Thomas Pugh, economist at audit, tax and consulting firm RSM UK, said:
The leap in regular pay growth to 4.7% in June, which is miles above the 3%-3.5% that’s consistent with the 2% inflation target, significantly raises the chances that the Monetary Policy Committee (MPC) will go for a second 50 basis point rise in interest rates in September.
Admittedly, total wage growth fell from 6.4% year-on-year in the three months to May to 5.1% y/y in June as bonus payments growth dropped to 10.4%. But bonus payments have been volatile lately and the MPC prefers to look at underlying pay growth, which rose strongly. Indeed, pay growth rose rapidly in every industry except for the public sector.
The number of job vacancies dropped by 19,800 in July, the first quarterly fall since June to August 2020. Indeed, much softer economic growth in the second half of the year, due to the cost-of-living crisis, will dampen demand for labour and ease some of the tightness in the labour market. However, we think the smaller pool of available workers will keep the labour market tight for at least the next couple of years.

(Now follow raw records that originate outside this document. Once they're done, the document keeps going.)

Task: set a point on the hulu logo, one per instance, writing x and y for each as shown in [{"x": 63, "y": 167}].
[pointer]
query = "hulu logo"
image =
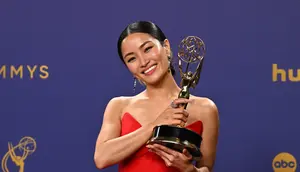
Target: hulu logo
[{"x": 283, "y": 75}]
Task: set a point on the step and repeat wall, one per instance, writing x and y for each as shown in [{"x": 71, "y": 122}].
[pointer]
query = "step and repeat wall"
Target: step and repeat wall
[{"x": 59, "y": 67}]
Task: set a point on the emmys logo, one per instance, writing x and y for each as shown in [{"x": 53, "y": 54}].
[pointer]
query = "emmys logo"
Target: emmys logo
[
  {"x": 284, "y": 162},
  {"x": 26, "y": 146},
  {"x": 30, "y": 71},
  {"x": 293, "y": 75}
]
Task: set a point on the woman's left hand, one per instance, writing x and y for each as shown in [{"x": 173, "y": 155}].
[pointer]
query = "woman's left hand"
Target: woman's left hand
[{"x": 172, "y": 158}]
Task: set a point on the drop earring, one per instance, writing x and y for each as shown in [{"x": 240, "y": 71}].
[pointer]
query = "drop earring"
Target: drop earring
[{"x": 134, "y": 84}]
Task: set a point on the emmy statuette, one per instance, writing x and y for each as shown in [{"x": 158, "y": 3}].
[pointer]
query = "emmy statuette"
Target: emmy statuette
[{"x": 191, "y": 52}]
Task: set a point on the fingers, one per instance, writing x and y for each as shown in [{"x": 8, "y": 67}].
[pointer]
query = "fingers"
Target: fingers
[
  {"x": 181, "y": 111},
  {"x": 187, "y": 154}
]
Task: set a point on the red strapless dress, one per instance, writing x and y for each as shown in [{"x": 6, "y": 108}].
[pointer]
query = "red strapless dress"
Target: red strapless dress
[{"x": 143, "y": 160}]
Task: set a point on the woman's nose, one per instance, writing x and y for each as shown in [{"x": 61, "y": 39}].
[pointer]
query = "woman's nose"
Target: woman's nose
[{"x": 144, "y": 62}]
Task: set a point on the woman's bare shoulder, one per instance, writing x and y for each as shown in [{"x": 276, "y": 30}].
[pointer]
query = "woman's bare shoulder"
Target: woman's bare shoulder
[{"x": 206, "y": 106}]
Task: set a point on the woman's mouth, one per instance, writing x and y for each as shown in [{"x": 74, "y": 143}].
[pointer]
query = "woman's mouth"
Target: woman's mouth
[{"x": 150, "y": 70}]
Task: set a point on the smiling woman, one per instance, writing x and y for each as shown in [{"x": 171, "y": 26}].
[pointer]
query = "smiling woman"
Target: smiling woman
[{"x": 128, "y": 122}]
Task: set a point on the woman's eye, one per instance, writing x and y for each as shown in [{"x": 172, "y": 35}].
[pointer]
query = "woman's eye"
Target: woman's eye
[
  {"x": 148, "y": 49},
  {"x": 130, "y": 59}
]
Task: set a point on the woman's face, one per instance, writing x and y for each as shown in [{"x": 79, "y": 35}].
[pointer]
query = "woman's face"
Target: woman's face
[{"x": 145, "y": 57}]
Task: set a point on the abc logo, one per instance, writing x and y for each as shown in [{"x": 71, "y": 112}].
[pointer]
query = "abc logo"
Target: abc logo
[{"x": 284, "y": 162}]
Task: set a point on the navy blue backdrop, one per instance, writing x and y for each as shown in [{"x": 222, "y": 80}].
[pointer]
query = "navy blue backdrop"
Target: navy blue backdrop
[{"x": 59, "y": 67}]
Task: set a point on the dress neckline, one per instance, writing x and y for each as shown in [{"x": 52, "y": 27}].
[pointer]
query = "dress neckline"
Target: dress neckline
[{"x": 189, "y": 125}]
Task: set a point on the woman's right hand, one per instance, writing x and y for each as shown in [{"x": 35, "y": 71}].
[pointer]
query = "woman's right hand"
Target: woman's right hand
[{"x": 175, "y": 114}]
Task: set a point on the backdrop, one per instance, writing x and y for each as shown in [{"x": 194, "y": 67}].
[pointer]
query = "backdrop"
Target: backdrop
[{"x": 59, "y": 67}]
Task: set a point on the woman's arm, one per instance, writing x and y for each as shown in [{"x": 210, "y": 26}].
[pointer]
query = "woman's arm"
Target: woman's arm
[
  {"x": 110, "y": 147},
  {"x": 209, "y": 135}
]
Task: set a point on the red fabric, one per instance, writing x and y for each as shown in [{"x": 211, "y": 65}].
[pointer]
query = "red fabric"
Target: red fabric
[{"x": 143, "y": 160}]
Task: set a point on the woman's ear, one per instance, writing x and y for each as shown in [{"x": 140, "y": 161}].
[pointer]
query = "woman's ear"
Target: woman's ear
[{"x": 167, "y": 47}]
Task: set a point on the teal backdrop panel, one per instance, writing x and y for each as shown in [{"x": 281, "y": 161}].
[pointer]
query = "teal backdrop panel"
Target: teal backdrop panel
[{"x": 59, "y": 67}]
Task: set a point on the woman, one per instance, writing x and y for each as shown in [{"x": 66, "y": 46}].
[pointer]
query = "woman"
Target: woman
[{"x": 128, "y": 122}]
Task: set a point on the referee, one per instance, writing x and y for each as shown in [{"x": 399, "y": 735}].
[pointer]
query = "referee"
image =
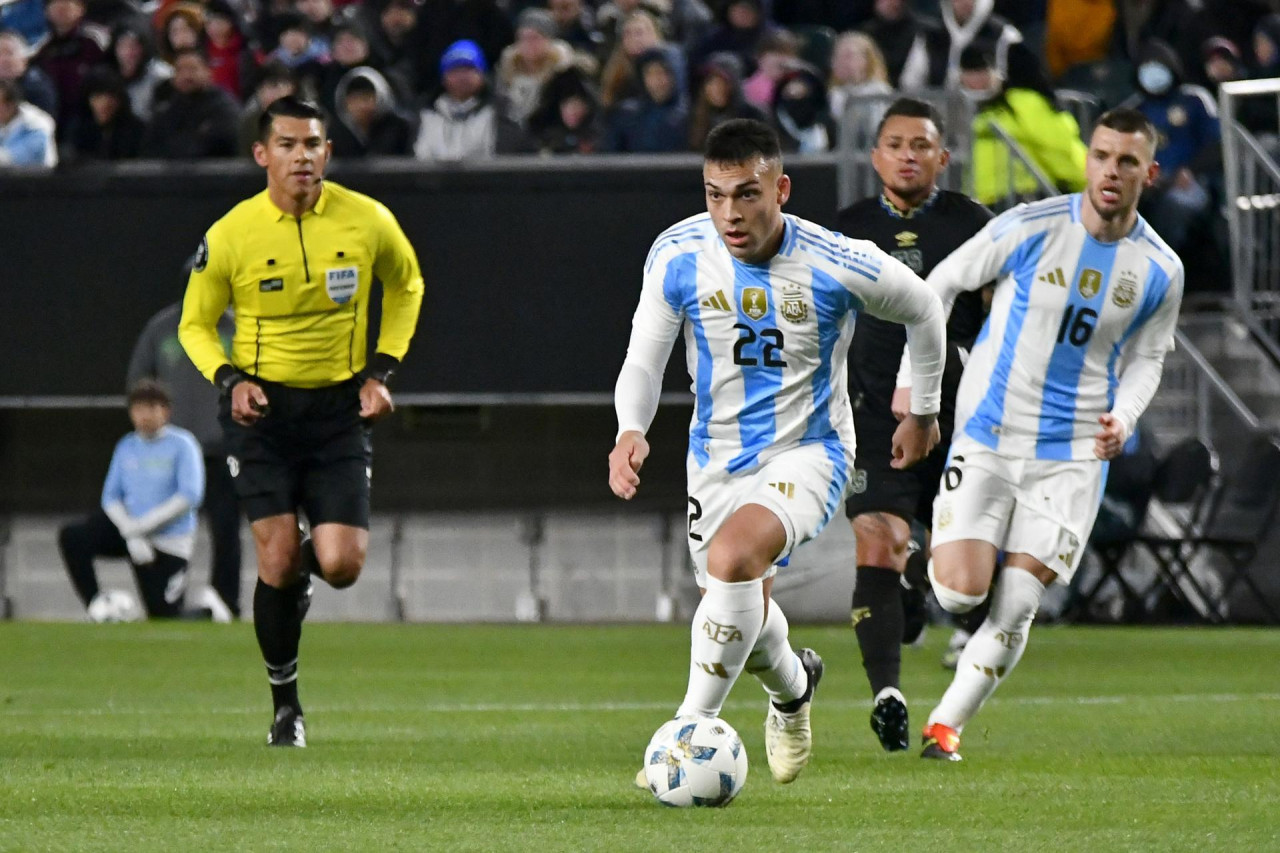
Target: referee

The tightness in the labour market was reflected in strong nominal pay growth. However, real total pay growth, which takes inflation into account, fell by 2.5%, suggesting that the cost-of-living crisis took a bigger toll in June. Real wages are likely to fall by around 3% in 2022, which would be the deepest squeeze on spending power on record.
Ahead of next week’s energy price cap announcement, there is more bad news for workers as real wages fell by a record 3% on the year. With inflation at 9.4%, and the Bank of England predicting it will peak at 13% in early 2024, people across the UK are facing more tough decisions as their regular pay fails to keep pace with rising prices.
The six million workers in severely insecure jobs will be hardest hit and are already running out of options. Many have already tried to find more hours work and cutback spending but continue to face great uncertainty.